Thomas Hartwell

Frozen in stone, events from the pharaoh Merneptah’s campaign into Canaan (conducted sometime between 1211 and 1209 B.C.E.) adorn this wall at Karnak, in Thebes, Egypt. The scene below the pair of horizontal lines in the photo illustrates a line of text on a commemorative stele that Merneptah erected later: “Ashkelon has been overcome.” On top of the fortified city’s crenelated walls, at upper left in the drawing, we see men and women who seem to be imploring heaven to save them from attack. Meanwhile, children are being lowered (or perhaps being dropped as a sacrifice) from the tower on each side. Below them, an Egyptian soldier climbs the wall on a lauder as the battle rages before the city gate. Pharaoh and his chariot team, once again drawn on a larger scale, appear on the right side of the scene. The hieroglyphic text, to the right of the ramparts, identifies the city in this scene as Ashkelon.

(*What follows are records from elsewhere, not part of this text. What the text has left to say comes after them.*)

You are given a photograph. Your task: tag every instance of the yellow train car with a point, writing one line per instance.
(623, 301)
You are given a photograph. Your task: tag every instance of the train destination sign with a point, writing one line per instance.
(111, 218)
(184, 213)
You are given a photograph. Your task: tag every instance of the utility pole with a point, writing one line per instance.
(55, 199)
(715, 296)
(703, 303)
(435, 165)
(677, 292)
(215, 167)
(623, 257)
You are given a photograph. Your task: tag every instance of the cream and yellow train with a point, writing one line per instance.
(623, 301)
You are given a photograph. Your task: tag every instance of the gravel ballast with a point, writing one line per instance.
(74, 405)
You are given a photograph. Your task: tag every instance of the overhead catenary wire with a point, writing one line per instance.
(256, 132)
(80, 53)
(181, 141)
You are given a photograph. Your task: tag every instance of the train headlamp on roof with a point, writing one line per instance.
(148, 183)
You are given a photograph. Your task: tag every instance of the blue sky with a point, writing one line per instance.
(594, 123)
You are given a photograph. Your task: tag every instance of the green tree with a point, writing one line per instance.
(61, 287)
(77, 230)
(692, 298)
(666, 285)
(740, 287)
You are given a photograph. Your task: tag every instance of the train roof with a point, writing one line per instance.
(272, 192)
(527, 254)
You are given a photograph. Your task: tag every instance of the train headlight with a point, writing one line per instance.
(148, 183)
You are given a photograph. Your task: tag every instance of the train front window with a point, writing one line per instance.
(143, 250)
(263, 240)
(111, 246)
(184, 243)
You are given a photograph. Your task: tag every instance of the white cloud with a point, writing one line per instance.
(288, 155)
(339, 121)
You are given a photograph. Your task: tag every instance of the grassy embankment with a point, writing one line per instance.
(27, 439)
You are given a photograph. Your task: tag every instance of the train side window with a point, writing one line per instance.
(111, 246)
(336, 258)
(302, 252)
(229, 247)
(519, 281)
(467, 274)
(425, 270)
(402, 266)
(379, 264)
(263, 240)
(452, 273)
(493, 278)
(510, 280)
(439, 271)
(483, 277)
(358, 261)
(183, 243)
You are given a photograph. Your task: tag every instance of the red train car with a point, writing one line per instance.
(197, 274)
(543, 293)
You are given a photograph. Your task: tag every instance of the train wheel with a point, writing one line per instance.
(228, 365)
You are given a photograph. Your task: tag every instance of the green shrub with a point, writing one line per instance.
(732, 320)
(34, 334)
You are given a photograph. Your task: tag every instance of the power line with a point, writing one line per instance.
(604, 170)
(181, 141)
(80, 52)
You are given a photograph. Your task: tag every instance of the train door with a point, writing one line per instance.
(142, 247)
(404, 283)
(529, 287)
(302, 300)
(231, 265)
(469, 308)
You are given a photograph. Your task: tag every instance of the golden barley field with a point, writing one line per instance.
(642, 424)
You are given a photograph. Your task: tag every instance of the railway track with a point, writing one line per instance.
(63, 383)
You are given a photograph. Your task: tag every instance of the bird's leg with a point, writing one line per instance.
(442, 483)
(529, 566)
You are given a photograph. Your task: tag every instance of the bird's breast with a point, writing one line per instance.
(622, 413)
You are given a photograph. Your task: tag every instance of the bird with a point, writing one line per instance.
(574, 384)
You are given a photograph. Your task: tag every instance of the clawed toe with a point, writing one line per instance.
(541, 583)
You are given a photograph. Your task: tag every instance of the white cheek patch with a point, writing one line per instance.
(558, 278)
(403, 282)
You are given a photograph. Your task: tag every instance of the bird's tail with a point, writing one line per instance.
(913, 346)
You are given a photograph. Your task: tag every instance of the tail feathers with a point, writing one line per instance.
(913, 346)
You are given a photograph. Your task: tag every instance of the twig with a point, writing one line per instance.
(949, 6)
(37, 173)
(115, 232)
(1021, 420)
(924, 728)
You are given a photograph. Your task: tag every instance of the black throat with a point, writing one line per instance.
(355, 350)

The much-damaged panel above the Ashkelon scene is now the center of a controversy. In “3,200-Year-Old Picture of Israelites Found in Egypt,” BAR 16:05, Frank J. Yurco identified the figures in the scene as Israelites based on the argument that this panel corresponds to a line on the Merneptah Stele that mentions Israelites. Now Anson F. Rainey argues that this panel corresponds to another line on the Merneptah Stele and shows Canaanites rather than Israelites, who instead appear in a different panel on the wall.